La BCE entraînée dans un « cercle vicieux »

le 24/06/2010 L'AGEFI Hebdo

Les injections massives de liquidités n’ont pas remédié au dysfonctionnement du marché interbancaire.

Il y a beaucoup de liquidités dans le système, mais il n’y a pas de liquidité », résume Philippe Weber, responsable des études et de la stratégie de CPR Asset Management, pour expliquer le nouveau blocage du marché interbancaire depuis le début du mois de mai. Contrairement à la première crise de défiance des banques qui refusaient de se financer entre elles au lendemain de la faillite de Lehman Brothers à l’automne 2008, le système bancaire regorge aujourd’hui de liquidités. Cela n’empêche nullement l’écart de taux entre le Libor 3 mois et l’Eonia anticipé de se tendre.

Symptôme

Caractéristiques du refus des banques européennes de s’accorder une confiance mutuelle, les montants qu’elles ont déposés à la facilité de dépôt de la Banque centrale européenne (BCE) ont pris de l’ampleur, passant de 200 milliards d’euros à la mi-mai à 380 milliards un mois plus tard. Ils atteignaient 113 milliards d’euros à la mi-avril. Si ce volume n’a rien d’inquiétant dans l’absolu, il est néanmoins un symptôme du dysfonctionnement du marché interbancaire. Il faut savoir qu’avant la crise sur les marchés monétaires de l’été 2007, les montants déposés à la facilité de dépôt étaient proches de zéro ou ne dépassaient guère quelques centaines de millions d’euros. Après août 2007, ils étaient de quelques dizaines de milliards. C’est à la suite de la faillite de Lehman qu’ils ont atteint des sommets.
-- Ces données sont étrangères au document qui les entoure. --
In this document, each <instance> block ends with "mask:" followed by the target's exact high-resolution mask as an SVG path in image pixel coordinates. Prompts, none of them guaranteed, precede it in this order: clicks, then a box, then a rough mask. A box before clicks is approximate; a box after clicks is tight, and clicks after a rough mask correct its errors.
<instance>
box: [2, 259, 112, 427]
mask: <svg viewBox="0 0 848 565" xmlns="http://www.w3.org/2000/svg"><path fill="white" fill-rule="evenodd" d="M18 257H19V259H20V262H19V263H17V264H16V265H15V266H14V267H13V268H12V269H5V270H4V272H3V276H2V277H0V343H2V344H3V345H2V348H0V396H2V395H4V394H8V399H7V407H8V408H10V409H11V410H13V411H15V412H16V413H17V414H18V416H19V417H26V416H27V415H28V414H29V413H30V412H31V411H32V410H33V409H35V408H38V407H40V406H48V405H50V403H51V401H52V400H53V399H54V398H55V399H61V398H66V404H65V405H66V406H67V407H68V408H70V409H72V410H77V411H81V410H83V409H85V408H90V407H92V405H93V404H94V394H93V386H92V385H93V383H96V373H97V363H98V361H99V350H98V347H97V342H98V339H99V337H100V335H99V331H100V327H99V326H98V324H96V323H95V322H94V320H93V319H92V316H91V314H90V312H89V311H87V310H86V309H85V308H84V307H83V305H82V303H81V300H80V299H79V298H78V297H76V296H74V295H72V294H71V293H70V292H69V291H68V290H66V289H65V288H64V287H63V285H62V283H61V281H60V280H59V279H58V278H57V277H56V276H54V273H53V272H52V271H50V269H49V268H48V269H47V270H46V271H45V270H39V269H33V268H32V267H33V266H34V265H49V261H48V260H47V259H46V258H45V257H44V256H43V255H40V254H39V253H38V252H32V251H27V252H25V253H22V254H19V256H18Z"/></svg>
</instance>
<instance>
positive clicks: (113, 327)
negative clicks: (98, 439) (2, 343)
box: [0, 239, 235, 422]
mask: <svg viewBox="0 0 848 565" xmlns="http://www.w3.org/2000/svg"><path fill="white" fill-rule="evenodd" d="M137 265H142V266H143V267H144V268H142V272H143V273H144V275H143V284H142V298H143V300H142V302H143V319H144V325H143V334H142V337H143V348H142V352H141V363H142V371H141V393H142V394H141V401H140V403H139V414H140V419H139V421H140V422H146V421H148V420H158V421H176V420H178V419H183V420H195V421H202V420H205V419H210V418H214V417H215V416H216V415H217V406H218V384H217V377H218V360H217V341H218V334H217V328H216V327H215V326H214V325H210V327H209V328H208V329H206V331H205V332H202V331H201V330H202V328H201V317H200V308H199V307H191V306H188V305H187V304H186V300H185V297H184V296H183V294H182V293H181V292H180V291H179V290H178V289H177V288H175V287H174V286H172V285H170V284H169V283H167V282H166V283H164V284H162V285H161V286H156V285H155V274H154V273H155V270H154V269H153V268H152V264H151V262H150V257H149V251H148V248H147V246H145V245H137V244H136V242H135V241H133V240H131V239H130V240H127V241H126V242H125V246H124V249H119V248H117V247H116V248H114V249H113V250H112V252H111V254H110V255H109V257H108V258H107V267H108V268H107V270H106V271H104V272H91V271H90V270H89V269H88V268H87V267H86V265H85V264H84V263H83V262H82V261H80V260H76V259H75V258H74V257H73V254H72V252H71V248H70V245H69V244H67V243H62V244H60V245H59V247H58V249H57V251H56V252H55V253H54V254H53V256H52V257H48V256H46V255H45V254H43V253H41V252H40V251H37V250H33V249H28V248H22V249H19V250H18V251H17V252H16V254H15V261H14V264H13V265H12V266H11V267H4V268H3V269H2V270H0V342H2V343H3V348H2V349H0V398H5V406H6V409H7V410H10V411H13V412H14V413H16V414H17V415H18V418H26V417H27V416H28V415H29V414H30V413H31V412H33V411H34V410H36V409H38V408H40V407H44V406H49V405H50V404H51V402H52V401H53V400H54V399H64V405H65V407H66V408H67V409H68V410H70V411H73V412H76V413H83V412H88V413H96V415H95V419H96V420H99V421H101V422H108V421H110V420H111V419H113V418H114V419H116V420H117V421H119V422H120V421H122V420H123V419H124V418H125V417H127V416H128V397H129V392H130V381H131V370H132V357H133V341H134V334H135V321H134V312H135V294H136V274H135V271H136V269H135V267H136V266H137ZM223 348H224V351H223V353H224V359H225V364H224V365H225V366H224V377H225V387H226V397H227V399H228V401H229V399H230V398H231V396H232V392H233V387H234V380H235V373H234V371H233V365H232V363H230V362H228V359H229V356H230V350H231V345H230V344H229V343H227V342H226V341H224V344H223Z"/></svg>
« Les banques préfèrent prêter à la BCE au taux de 0,25 % (taux de la facilité de dépôt, NDLR) plutôt que de financer leurs homologues sur le marché interbancaire à un taux de 0,35 %, indique Philippe Weber. Ce faisant, la Banque centrale européenne est devenue une sorte de chambre de compensation du secteur bancaire de la zone euro. » Cela signifie aussi « que la prime d’assurance contre le risque de liquidité est de 0,75 point de pourcentage », la différence entre le taux de refinancement de 1 % et le taux de la facilité de dépôt, ajoute l’économiste.

Sentant le vent tourner dans le mauvais sens, la BCE a décidé de prolonger ses opérations LTRO (long term refinancement operations) à 3 mois à taux fixe et en quantité illimitée (full allotment) jusqu’en septembre avec échéance à fin décembre 2010, inondant donc de surliquidités jusqu’à cette date le secteur bancaire.

« Stress tests »

Mais « l’attrait de la liquidité n’est-il pas tout simplement trop fort ? », s’interrogent dans une note Joachim Fels et Elga Bartsch, économistes de Morgan Stanley. Car les pays membres de la zone euro et la BCE sont désormais pris dans « un cercle vicieux », font-ils valoir : les problèmes rencontrés par les Etats pour financer les dettes souveraines et le blocage du financement interbancaire « se renforcent mutuellement ». Les dégradations de plusieurs notations de titres souverains ont érodé la confiance dans les bilans bancaires où sont logés nombre de ces titres. Avec l’intensification de la crise il y a deux ans, les banques ont en effet opté pour un financement court auprès de la BCE et des achats de titres publics longs qu’elles peuvent apporter en garantie à la banque centrale pour se financer à nouveau. Le but étant de se refaire une santé par la courbe des taux, par la différence entre des taux longs et des taux courts. Reste que d’un cercle fermé, on passe actuellement à un cercle vicieux. Pour les deux économistes, la réponse aux problèmes des banques et des Etats a été jusqu’à présent de fournir toujours plus de liquidités : « La BCE va alimenter les banques par des opérations à 3 mois de montant illimité ; elle devrait continuer à acheter des obligations d’Etat sur les marchés les plus mal en point pendant encore longtemps ; et la toute nouvelle EFSF (Facilité européenne pour la stabilité financière, NDLR) sera opérationnelle début juillet pour financer les gouvernements si besoin. Hélas, toute cette liquidité supplémentaire ne parviendra pas à casser le cercle vicieux. Au mieux, elle achète du temps… »

Du temps pour rendre publics les stress tests (tests de résistance) réalisés dans les banques européennes par exemple. La décision de les révéler au cours de la seconde quinzaine de juillet, annoncée à l’issue du Conseil européen du 17 juin, est censée lever le voile sur les bilans bancaires et en finir avec la suspicion des marchés, en particulier sur les établissements espagnols. C’est la prochaine étape : des données éparses et disparates ou une véritable transparence.